GTA presents the player with choices that have NO clear outcomes. Every choice offered to Nico(and, by proxy, to the player) seem to offer no "best choice". Each decision offers a real dilemma, where you cannot even choose "the lesser of two evils": both choices seem so downright ambiguous that you could potentially make the choice with a coin flip. The player has no knowledge of where these choices will lead them, or what these choices mean about the player: they are real choices, offing the player simply a fork in the road, two paths, and no directions. By not offering the player a helping hand as to which choice is "the good one" or "the evil one" players are finally forced to make choices based on their own damn principles....and they may find out which principles are most important to them.

I will provide one such "choice" that resonated with me. Keep in mind that if you still intend on going into GTA fresh, this would be considered A MINOR SPOILER. BE WARNED WITH YA BAD SELF.

One of the missions close to the middle to the game has you track down a Russian cadre responsible for funding terrorism. Once Nico has dealt with the man's guards, you have option to kill the man at the end of the mission or not. Doing one or the other will end the mission and earn Nico is payout.
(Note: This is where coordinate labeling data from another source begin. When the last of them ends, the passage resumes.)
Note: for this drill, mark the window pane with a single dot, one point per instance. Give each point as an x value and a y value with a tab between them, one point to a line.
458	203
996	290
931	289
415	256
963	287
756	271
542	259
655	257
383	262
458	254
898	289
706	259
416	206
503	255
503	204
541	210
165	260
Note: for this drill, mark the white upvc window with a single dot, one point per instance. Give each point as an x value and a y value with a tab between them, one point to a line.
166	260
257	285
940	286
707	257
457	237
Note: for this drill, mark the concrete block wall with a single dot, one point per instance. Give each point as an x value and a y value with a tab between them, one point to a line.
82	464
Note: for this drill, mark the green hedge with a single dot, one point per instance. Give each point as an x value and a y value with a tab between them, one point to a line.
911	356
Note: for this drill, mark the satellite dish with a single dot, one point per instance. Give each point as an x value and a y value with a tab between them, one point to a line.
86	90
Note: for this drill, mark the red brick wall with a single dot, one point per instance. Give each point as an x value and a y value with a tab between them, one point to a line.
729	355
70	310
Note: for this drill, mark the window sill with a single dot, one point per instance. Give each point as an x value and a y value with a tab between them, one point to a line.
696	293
The terrorist was unarmed.
He was begging for his life.
He was a terrorist. My mission was to kill him.

For Krishna knows what reason, I didn't execute the man.
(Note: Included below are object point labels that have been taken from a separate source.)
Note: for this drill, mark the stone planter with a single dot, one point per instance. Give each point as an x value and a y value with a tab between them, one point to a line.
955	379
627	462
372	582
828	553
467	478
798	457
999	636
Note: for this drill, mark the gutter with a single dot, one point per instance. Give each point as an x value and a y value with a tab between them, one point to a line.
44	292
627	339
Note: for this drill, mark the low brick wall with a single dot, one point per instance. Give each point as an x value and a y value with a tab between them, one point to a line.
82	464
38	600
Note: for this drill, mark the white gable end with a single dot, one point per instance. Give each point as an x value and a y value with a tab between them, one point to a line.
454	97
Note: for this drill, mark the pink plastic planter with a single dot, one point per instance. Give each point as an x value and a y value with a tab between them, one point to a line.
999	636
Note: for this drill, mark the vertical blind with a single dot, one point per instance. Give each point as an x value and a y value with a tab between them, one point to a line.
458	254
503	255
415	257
He was unarmed, I thought to myself. I had done enough damage in this mission. I "got my point across". But for all of my rationalization, I had revealed to myself my true colors: I would not shoot an opponent who surrendered, and, as a result, I let a man who funded terrorism go on living. Just because he was unarmed.
Did I really do the right thing? Could this character potentially recover from my attack and still fund an assault on civilians? Did I do innocents of the world injustice by not ending a man who could destroy the country?
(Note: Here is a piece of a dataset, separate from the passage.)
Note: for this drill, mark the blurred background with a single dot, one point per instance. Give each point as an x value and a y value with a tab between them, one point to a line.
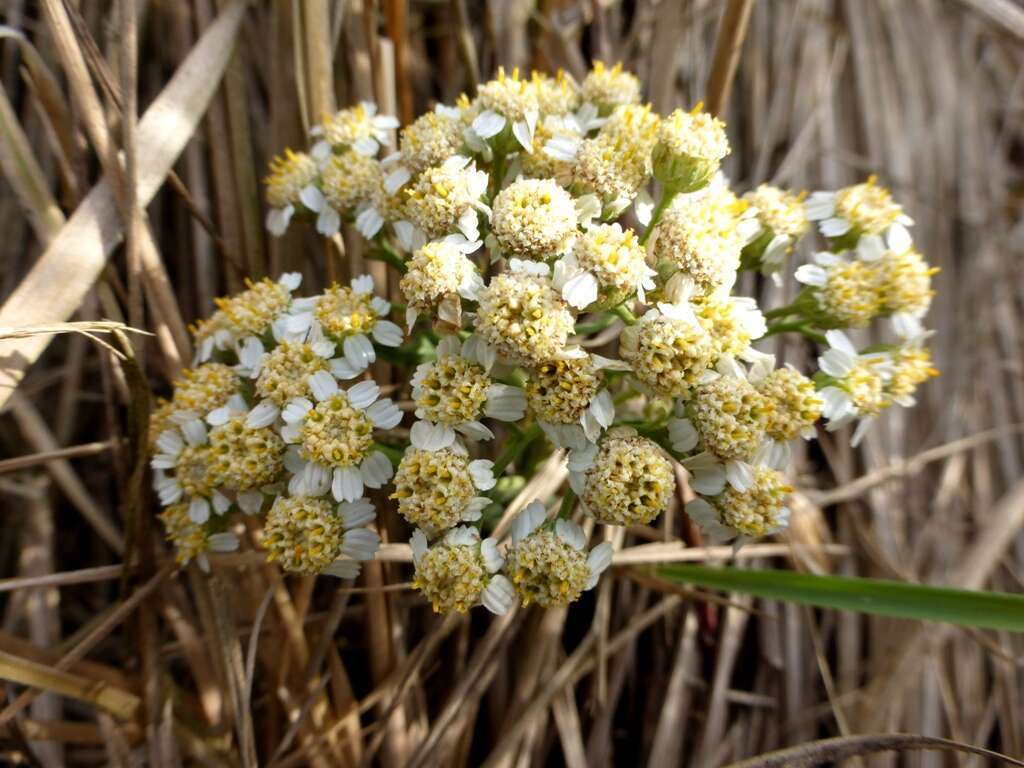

I had murdered so many others, I told myself. Plenty of others. Here I had an opportunity to show mercy.  I could let this one live. I wasn't about to kill an unarmed man. Not when I didn't have to.

I justified my decision.

I think Dan Houser(who co-wrote the game) must have, at some point between the development of San Andreas and GTAIV, must have picked up some of the works of quintessential American poet Robert Frost; many of the choices that Nico Bellic makes throughout the course of the game draw perfect parallels to Frost's classic poem The Road Not Taken.
In that poem, the speaker comes across a fork in the road and is forced to make a decision. One of the two paths:

"TWO roads diverged in a yellow wood,
And sorry I could not travel both
And be one traveler, long I stood
And looked down one as far as I could
To where it bent in the undergrowth;"

The speaker of the poem makes a choice, almost arbitrarily. Most importantly, however, he spends the rest of his days justifying his choice, and all the events that resulted from that choice, calling it "The Road Not Taken". It doesn't matter what choice he makes; all that matters is how he justifies it:

"Two roads diverged in a wood, and I-
I took the one less traveled by,
And that has made all the difference"

GTAIV presents Nico with ambiguous choices and lets the player make the final call. It doesn't matter what call the player makes, so long as he or she can, or tries, to truly justify it for themselves.
That is the essence of real choice. GTA IV nails it in a way that no other game has yet to achieve.
GTAIV doesn't always  let's the player know the results of their choices, and very rarely does the player see the effects of their choices play out during the rest of the game. Occasionally, Nico will here some tiny little factoid that may have some impact on how the player feels about the decision, but(and this is the key) there is never any good choice or bad choice, no right choice or wrong choice in the game.  The player has to do exactly what Frost said:justify the decision for themselves. The choice, removed from any type of "gameplay system" of "vague idea of morallity"  has more weight than in a dozen other games that claim to offer "freedom"".
And that has made all the difference.